Friday, June 21, 2013

Review: 'The Attack', starring Ali Suliman and Reymond Amsalem


A lot of films have been done about the politics and issues regarding the Israeli/Palestinian conflict. These films always tend to focus on the conflict itself, from one side or the other, and sometimes (and rarely) both. However, none of them have ever taken the unique and intriguing twist on the conflict like Ziad Doueiri does in The Attack. Doueiri suffuses his film with heart, mystery, and leaves his character caught in headlights as he tells his story in an original new way.

Amin Jaafari (Ali Suliman) is a renowned and award-winning Arab surgeon living in Tel Aviv, Israel. On the day of an attack that’s claimed to have been set up by a suicide bomber, Amin helps take care of the injured, completely unaware that his wife Siham (Reymond Amsalem) was also killed in the bombing. A couple of days later—and still believing that his wife is away visiting her grandfather—Amin is called into the hospital to identify Siham’s body. The police arrest Amin to question him about his wife's involvement in the attack (they identify her as the suicide bomber).

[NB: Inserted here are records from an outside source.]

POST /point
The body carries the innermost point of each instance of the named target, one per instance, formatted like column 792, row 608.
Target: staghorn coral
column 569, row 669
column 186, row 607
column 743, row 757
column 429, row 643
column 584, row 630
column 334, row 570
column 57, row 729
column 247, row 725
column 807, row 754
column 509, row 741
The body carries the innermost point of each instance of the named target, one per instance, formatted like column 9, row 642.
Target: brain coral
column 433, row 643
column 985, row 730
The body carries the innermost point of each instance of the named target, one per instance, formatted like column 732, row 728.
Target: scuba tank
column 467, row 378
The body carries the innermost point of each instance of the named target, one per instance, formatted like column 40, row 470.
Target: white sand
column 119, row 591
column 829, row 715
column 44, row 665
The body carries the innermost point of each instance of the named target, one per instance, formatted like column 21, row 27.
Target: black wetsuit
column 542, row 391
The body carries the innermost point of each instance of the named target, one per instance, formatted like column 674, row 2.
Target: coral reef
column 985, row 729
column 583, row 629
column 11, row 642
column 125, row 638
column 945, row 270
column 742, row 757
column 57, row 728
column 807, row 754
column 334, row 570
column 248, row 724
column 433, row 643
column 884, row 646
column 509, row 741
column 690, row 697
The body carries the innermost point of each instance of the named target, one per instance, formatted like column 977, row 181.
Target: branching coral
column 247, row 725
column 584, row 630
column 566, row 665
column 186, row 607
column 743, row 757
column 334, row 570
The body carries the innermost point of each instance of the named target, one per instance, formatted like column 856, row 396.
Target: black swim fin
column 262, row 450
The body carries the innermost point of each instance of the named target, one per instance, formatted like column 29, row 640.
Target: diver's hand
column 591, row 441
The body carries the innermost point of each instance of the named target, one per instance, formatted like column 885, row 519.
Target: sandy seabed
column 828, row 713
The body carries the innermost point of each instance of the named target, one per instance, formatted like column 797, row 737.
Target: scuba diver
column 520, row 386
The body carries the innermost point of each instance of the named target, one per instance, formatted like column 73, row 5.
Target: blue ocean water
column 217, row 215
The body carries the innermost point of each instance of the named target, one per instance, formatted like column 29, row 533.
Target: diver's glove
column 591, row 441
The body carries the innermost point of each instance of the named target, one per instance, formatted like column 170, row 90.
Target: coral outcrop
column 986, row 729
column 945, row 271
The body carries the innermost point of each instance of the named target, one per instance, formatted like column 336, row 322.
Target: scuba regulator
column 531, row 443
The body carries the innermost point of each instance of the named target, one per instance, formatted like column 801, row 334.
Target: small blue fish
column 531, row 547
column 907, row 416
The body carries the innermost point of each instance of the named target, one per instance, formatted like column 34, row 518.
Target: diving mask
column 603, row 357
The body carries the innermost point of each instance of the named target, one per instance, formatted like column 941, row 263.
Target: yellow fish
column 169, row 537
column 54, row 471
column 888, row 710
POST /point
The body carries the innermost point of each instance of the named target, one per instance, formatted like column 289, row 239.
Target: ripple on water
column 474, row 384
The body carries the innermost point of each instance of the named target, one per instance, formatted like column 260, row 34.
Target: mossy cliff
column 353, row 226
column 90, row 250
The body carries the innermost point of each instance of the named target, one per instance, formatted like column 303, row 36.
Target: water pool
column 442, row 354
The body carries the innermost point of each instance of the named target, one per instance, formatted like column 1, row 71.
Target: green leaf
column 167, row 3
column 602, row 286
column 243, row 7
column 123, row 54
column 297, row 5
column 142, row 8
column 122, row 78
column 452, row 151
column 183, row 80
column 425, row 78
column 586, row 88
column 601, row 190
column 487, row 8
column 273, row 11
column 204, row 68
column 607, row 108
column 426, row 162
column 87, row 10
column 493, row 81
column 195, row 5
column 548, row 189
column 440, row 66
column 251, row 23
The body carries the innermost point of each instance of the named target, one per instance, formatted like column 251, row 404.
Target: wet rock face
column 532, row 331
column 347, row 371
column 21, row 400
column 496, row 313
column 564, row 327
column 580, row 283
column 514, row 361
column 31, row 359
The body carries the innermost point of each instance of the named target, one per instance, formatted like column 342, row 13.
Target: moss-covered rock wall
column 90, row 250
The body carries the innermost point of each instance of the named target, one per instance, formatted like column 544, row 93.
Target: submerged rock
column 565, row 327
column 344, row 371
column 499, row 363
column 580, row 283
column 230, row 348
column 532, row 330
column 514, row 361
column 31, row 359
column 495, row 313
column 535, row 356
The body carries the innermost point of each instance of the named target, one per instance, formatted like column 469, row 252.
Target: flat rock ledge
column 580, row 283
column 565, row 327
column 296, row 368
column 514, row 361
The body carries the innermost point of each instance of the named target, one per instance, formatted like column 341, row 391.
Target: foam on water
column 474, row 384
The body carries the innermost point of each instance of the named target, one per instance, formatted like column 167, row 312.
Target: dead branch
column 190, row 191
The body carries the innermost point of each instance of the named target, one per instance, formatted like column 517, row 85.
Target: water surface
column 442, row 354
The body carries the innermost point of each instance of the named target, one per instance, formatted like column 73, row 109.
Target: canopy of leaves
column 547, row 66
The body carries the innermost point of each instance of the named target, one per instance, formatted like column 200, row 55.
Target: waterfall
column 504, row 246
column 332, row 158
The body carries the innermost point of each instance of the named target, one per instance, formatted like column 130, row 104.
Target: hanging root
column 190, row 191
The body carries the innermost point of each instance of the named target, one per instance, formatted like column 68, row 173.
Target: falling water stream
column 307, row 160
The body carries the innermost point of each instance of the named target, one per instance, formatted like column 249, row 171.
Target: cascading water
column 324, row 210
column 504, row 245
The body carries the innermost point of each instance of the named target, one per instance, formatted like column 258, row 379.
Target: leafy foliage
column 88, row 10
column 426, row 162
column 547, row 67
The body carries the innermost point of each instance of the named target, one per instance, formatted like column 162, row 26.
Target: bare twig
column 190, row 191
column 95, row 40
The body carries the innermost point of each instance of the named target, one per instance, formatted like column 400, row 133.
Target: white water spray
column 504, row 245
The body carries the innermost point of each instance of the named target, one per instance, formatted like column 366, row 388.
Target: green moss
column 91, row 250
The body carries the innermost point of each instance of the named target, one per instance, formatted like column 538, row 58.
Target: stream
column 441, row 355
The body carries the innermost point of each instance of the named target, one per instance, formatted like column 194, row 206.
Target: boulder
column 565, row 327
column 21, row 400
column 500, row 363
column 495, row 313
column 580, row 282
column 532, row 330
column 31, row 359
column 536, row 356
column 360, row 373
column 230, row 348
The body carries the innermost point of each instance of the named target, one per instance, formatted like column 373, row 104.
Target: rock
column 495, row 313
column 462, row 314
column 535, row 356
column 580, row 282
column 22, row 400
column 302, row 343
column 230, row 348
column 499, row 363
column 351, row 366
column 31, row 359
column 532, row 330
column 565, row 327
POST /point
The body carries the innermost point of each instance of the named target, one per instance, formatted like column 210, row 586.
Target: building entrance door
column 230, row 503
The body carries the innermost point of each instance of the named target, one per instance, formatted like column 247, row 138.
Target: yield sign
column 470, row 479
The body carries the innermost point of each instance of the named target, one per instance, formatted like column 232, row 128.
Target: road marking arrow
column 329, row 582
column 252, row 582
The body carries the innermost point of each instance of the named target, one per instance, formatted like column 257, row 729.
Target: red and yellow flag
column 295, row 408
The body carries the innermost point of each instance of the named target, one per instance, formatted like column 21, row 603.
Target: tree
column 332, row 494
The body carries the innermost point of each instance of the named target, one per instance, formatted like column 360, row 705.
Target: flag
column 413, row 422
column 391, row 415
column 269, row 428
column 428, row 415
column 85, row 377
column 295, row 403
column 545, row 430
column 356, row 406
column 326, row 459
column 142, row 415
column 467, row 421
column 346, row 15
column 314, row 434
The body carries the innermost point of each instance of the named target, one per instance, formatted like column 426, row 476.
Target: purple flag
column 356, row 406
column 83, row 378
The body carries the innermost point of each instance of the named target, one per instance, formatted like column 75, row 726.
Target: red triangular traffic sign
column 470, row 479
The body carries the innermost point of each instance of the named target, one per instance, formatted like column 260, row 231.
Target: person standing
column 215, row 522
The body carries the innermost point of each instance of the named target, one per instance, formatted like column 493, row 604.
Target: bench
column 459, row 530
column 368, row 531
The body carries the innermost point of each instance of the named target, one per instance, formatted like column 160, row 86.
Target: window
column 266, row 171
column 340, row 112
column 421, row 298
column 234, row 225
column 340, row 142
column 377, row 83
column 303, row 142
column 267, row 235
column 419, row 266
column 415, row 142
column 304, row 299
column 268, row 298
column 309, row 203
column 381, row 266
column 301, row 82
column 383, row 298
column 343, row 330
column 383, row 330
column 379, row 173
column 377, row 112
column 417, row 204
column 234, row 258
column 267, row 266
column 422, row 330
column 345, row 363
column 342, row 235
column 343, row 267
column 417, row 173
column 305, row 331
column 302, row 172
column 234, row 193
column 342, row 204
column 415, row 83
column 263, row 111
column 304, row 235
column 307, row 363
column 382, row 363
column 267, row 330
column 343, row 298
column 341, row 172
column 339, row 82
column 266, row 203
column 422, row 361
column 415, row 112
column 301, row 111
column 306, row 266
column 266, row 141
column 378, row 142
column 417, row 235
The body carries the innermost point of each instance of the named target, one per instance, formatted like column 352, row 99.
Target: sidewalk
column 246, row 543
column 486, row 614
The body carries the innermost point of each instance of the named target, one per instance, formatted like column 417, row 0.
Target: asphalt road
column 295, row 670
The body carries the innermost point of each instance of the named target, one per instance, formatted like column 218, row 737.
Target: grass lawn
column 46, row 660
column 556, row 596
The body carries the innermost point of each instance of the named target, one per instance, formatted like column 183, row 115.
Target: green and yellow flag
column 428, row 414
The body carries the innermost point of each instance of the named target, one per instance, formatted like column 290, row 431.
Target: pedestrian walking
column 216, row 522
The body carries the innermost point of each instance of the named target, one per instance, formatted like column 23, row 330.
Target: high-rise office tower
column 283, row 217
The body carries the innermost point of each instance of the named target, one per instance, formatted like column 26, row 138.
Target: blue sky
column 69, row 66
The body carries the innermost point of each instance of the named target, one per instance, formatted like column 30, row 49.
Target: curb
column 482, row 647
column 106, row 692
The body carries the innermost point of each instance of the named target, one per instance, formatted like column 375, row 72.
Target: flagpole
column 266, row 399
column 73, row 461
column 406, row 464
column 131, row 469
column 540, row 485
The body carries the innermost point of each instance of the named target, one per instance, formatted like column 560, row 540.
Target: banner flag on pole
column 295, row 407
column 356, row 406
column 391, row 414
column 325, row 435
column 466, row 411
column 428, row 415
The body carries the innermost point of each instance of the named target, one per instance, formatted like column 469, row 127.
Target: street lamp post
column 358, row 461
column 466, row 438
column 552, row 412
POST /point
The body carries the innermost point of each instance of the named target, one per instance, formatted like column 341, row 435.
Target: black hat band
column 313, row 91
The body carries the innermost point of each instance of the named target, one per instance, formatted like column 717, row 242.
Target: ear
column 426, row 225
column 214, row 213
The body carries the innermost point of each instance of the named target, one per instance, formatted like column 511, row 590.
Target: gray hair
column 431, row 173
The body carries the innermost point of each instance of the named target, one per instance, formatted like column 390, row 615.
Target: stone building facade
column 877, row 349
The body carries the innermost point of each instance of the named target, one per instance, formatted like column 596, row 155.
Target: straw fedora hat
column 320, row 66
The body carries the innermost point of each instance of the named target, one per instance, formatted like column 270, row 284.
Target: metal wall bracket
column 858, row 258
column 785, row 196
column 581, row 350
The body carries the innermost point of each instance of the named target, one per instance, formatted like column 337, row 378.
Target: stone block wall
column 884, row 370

Throughout the interrogation and long after, he is in denial that his wife could have committed such an act. An act he didn't know she’d been a part of. After being released from jail, Amin searches for answers and discovers things he doesn't expect to find that change his outlook on everything he thought he knew.

Based on the novel by Yasmina Khadra, director Ziad Doueiri takes an intricately weaved story and places us right in the heart of it. The plot is thought provoking and the drama high as we experience everything from Amin’s point of view. We’re never given anyone else’s perspective, even as Amin seeks to understand his wife’s. Doueiri is brave enough to reinvent an often times ignored political conflict and shape it into something new and original.

The acting in this film is really well done. Credit should be given especially to Ali Suliman who carries the film and brings every emotion his character is feeling through his body language and certain facial tics. Throughout the course of the film, you feel sorry for him, grieve with him, and get frustrated, angry, and defensive along with him. This film is very much a journey through Amin’s eyes, and Suliman makes sure to make you aware of that fact during the entire movie.

The setting focuses on Tel Aviv in the first half and the city of Nablus in the second half. And Doueiri, without making it blatantly obvious, easily shows us the differences between the two cities. Doueiri has given us a very convincing mystery that is less about the overall political conflict and more about the personal affect it has on the main character. The film is poignant and easily one of the best films to come from the region in recent memory. 

The Attack is very much a personal journey, set right in the middle of the conflict taking place as we speak. We see Amin torn between two worlds and seeking to understand why his wife did what she did and why she didn’t tell him anything about it. It’s a unique take on an issue that has garnered many films in the past. Doueiri gives the film a lot of thought and detail and should be commended for deciding to take a different approach in storytelling.